By reducing fossil fuel use, renewable energy improves the economy, quality of life, and environment. These impacts make renewable energy forecasting crucial for lowering fossil fuel utilization. This paper aims to mathematically improve time series forecasting literature by focusing on solar irradiance applications in Los Angeles, Denver, and Hawaii solar irradiance sites. A three-phased time series forecasting hybrid method is devised for this endeavor. The ARFIMA is used to forecast the original solar irradiance time series in phase I. Next, the dataset's residuals, are retrieved by subtracting the phase I results from the observed time series to prepare the scenario for the following phase.
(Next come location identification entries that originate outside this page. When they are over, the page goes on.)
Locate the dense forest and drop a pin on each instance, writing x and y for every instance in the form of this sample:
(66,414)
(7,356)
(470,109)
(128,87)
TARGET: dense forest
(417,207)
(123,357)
A novel enhanced fractional Brownian motion is used for residual forecasting in phase II. The parameter estimation in phase II is implemented adaptively to capture the dynamic statistical characteristics of the time series efficiently. Finally, the phases I and II results are numerically conglomerated to form the final forecasting results in phase III. The residual forecasting part, in phase II, reveals a substantial superiority. Also, when comparing the proposed hybrid algorithm results to other existing cutting-edge algorithms applied to the same solar irradiance applications, the output demonstrates that the suggested algorithm has a significantly improved performance.